So, I have been forced to find new ways of organizing information.  When I look at a person’s medical condition or a specific symptom, I want to have access to:

  1. All medications related to it.
  2. All encounters where it was addressed.
  3. All  associated testing, procedures, surgeries, and hospitalizations.
  4. The opinions and contributions of other doctors on the issue.
  5. A clear idea of it’s impact on the patient.

I want this information with as little work as possible so my communication can be as efficient and effective as possible.  It’s been a tough task, but I think I’ve found a way to do this without demanding extra work.

3. Give that record to the patient

I am not the only one who needs good information; the patient is an equal participant in these conversations, and the one with the most to gain from good decisions.  The only solution I can see is to put this information where it belongs: in the hands of the patient.

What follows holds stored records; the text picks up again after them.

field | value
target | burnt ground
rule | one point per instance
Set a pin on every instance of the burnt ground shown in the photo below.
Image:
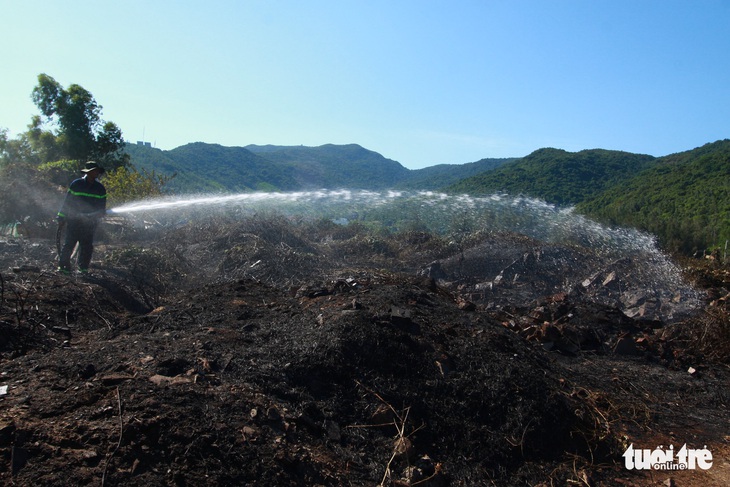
(267, 353)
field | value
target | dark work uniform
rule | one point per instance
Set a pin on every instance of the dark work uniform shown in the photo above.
(84, 205)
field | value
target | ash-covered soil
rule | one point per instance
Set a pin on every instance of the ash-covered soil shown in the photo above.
(272, 352)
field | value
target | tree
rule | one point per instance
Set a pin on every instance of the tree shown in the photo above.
(77, 131)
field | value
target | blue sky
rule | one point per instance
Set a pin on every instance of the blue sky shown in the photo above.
(421, 82)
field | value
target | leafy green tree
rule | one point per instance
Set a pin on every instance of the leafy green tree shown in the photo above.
(126, 183)
(77, 131)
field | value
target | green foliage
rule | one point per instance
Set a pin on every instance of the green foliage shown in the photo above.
(684, 200)
(77, 131)
(61, 172)
(126, 183)
(558, 176)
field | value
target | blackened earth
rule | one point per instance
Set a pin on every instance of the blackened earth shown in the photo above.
(272, 353)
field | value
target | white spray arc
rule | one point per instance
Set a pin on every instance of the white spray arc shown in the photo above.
(435, 211)
(643, 266)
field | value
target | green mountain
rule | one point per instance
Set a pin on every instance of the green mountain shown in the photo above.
(443, 175)
(200, 167)
(335, 166)
(558, 176)
(683, 198)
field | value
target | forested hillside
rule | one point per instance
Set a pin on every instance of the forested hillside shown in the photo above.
(684, 199)
(558, 176)
(202, 167)
(335, 166)
(442, 175)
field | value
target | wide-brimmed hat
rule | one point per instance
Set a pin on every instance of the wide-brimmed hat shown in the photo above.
(91, 165)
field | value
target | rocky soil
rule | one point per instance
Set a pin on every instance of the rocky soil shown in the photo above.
(270, 352)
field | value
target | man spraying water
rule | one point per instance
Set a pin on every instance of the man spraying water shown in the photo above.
(83, 207)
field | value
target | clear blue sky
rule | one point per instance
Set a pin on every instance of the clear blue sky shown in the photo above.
(419, 81)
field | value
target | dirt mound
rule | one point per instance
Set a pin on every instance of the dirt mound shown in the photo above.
(275, 354)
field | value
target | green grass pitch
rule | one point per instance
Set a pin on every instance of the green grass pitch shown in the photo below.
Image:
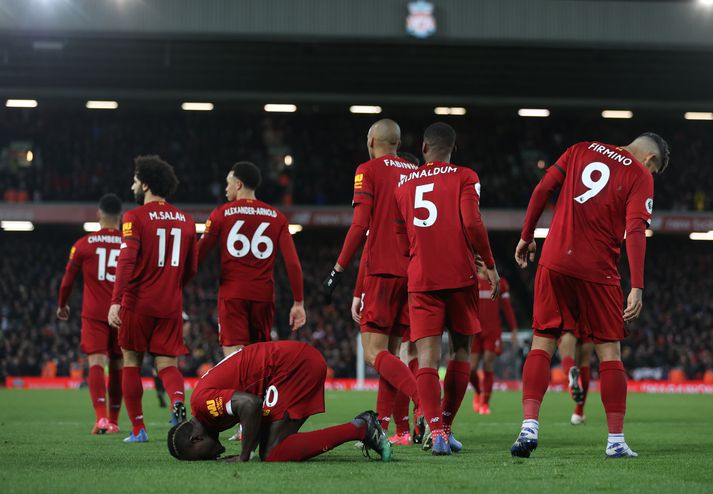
(45, 446)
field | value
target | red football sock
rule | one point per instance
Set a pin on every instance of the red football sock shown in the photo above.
(305, 445)
(133, 391)
(454, 386)
(535, 379)
(488, 378)
(401, 412)
(567, 364)
(397, 373)
(114, 394)
(584, 376)
(475, 380)
(97, 390)
(429, 389)
(612, 378)
(173, 382)
(385, 399)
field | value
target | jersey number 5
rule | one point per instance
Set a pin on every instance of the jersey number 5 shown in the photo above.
(594, 186)
(421, 203)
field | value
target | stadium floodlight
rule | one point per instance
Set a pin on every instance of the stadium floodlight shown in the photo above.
(17, 226)
(698, 115)
(617, 114)
(701, 235)
(92, 226)
(102, 105)
(21, 103)
(449, 110)
(195, 106)
(370, 109)
(533, 112)
(280, 108)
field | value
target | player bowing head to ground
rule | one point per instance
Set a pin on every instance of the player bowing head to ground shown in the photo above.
(271, 389)
(95, 256)
(158, 257)
(439, 225)
(250, 233)
(385, 298)
(605, 194)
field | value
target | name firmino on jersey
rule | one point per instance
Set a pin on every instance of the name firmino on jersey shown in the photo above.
(609, 153)
(166, 215)
(429, 172)
(250, 211)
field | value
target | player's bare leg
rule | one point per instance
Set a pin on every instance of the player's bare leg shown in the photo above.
(535, 380)
(583, 359)
(475, 380)
(97, 391)
(172, 379)
(612, 377)
(133, 390)
(455, 383)
(567, 347)
(489, 359)
(115, 395)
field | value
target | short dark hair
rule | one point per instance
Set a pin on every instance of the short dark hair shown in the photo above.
(410, 158)
(110, 204)
(179, 436)
(440, 136)
(159, 176)
(664, 151)
(247, 173)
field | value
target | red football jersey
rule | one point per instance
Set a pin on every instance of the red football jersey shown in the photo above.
(374, 184)
(252, 369)
(429, 202)
(159, 244)
(489, 309)
(250, 233)
(96, 256)
(603, 187)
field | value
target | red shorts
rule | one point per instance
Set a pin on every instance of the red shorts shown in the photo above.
(241, 322)
(158, 336)
(487, 341)
(590, 310)
(385, 305)
(432, 312)
(99, 337)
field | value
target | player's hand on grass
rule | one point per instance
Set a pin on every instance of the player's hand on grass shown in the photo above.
(494, 279)
(634, 304)
(356, 309)
(298, 317)
(524, 252)
(331, 283)
(63, 313)
(113, 316)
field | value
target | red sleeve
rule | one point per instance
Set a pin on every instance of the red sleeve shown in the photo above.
(130, 243)
(359, 287)
(356, 234)
(292, 264)
(639, 208)
(71, 271)
(210, 236)
(472, 222)
(553, 179)
(506, 305)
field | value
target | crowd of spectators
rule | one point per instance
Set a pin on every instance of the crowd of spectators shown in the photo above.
(79, 155)
(675, 330)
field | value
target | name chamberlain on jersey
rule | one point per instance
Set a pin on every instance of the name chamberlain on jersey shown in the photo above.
(250, 210)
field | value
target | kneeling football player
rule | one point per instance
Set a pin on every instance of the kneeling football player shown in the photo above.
(270, 389)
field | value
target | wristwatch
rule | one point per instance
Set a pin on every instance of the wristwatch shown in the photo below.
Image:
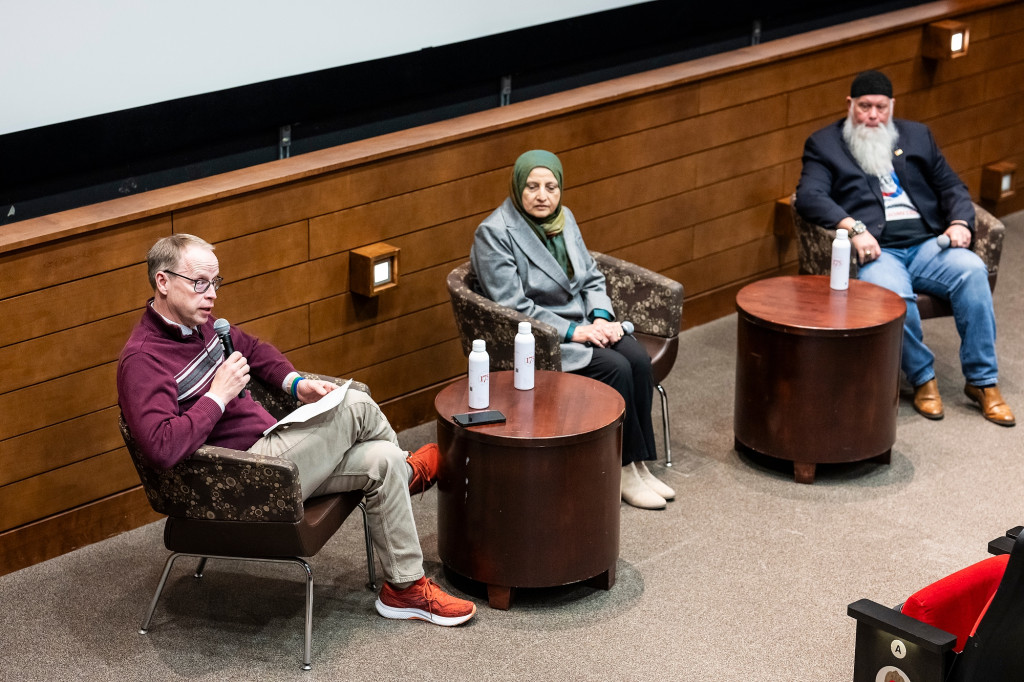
(857, 227)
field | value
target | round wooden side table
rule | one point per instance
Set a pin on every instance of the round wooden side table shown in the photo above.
(534, 502)
(817, 371)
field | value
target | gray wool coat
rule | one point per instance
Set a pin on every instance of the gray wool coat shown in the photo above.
(516, 270)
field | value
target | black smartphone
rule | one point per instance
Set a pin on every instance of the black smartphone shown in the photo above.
(479, 418)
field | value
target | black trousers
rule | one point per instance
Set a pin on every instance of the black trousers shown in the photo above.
(626, 367)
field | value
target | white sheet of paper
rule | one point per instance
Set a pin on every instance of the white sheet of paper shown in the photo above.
(307, 412)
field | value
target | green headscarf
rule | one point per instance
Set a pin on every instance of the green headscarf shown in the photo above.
(550, 229)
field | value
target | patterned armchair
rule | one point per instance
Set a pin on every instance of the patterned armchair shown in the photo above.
(814, 246)
(652, 302)
(223, 503)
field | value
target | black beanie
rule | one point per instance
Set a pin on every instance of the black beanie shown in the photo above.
(871, 82)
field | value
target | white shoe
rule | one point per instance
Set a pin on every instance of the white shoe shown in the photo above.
(653, 483)
(637, 493)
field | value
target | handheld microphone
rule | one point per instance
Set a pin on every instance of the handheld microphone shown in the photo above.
(223, 330)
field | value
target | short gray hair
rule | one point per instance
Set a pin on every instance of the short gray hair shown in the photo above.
(166, 254)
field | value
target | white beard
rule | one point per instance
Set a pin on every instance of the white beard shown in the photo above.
(871, 147)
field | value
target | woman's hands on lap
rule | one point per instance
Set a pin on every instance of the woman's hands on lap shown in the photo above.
(601, 333)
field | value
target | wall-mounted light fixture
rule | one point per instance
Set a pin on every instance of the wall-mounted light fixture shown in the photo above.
(373, 268)
(945, 40)
(997, 180)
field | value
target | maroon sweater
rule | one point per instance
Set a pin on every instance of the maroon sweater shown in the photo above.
(163, 375)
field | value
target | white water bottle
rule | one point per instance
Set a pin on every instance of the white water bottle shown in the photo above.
(841, 261)
(479, 376)
(524, 357)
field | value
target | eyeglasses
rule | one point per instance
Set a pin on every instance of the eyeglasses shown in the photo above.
(200, 285)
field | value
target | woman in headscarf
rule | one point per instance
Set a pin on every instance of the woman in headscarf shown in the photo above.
(529, 255)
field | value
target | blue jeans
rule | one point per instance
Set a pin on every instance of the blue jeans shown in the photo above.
(955, 274)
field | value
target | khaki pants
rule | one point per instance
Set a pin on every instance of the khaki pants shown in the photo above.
(353, 448)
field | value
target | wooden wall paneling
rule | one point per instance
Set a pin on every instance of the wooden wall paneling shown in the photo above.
(641, 186)
(65, 305)
(791, 174)
(286, 331)
(65, 488)
(794, 74)
(654, 145)
(721, 268)
(659, 252)
(984, 55)
(64, 352)
(58, 445)
(70, 530)
(78, 257)
(927, 103)
(363, 184)
(744, 157)
(827, 99)
(964, 156)
(1003, 144)
(404, 213)
(1008, 18)
(265, 251)
(441, 244)
(674, 213)
(413, 409)
(408, 374)
(256, 211)
(341, 314)
(711, 305)
(968, 122)
(378, 343)
(732, 230)
(280, 290)
(1003, 82)
(57, 400)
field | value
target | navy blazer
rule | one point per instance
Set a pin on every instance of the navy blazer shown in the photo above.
(833, 185)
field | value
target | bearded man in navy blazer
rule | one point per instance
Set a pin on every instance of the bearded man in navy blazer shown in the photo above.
(886, 181)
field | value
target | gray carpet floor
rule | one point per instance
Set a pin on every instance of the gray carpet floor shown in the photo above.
(745, 577)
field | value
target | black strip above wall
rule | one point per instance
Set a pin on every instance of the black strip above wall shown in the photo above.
(81, 162)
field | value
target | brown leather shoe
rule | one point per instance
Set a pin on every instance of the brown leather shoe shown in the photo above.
(991, 403)
(927, 399)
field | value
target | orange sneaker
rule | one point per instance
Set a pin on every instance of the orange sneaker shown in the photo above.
(424, 600)
(425, 462)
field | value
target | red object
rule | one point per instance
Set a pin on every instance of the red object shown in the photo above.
(958, 601)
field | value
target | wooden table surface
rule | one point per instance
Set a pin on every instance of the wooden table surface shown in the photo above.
(534, 502)
(817, 371)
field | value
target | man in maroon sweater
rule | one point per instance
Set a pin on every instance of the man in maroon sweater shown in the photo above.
(177, 391)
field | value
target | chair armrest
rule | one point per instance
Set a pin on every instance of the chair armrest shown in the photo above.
(218, 483)
(890, 621)
(651, 301)
(814, 246)
(479, 317)
(987, 242)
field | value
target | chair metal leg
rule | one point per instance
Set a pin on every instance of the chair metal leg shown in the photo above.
(307, 643)
(665, 425)
(371, 564)
(307, 654)
(144, 628)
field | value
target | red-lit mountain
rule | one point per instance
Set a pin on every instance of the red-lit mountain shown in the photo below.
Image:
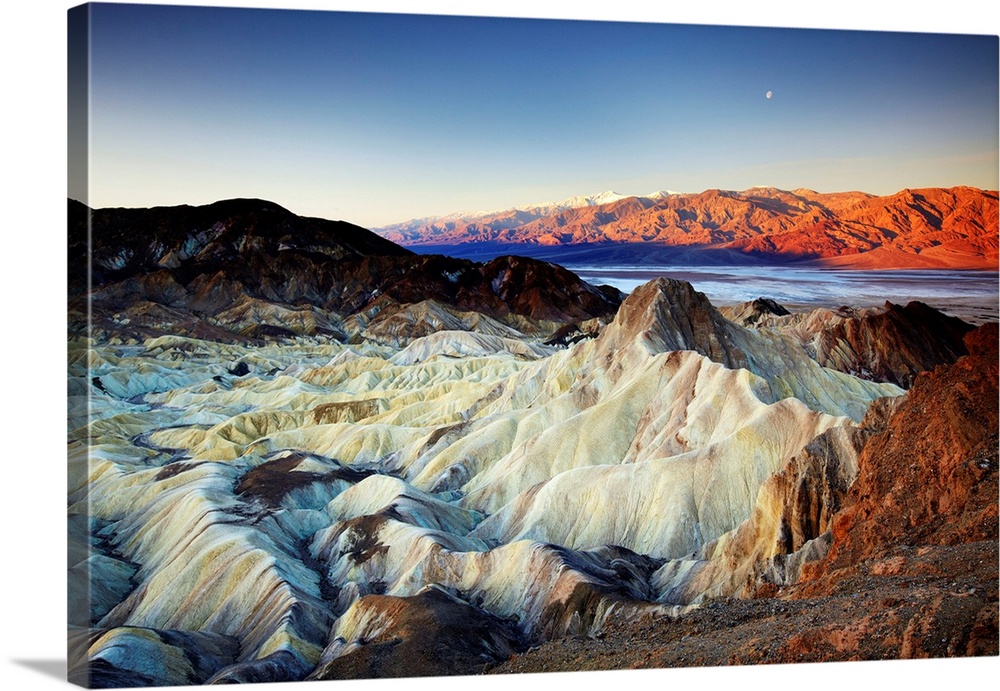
(914, 228)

If I had embraced this idea fully in my previous life, I would have been faced with a problem: the medical records sucked.  The useful information that happened to be present in the record was buried in piles of coding compliance refuse, obscured by reams of superfluous data.  Our records were better than most, and yet sharing them would reveal to our patients how little time was spent keeping them organized and accurate.  We simply had more important things to do: things that paid the bills.

Creating a truly meaningful and useful record has not simply been something I’ve done for myself; my ultimate goal is to not only give them to the patient, but to invite them to help me in the never-ending task of keeping them organized and updated.  My job will be to curate that information, as I better understand which parts of the information should be emphasized, and which should be available when needed.

I’ve got more points to make, but will let that go to another post.  The point I want to make clear is this: the radical change in my payment model has forced an equally radical change in the systems that support that model.  I can’t put new wine in old wineskins.  The medical record of my past life was built to help with the problems inherent in that sad existence, and they served to amplify the sadness of that existence.  Now living in a much happier, patient-centered world, I can build something that will increase that goodness and happiness.

Rob Lamberts is an internal medicine-pediatrics physician who blogs at More Musings (of a Distractible Kind).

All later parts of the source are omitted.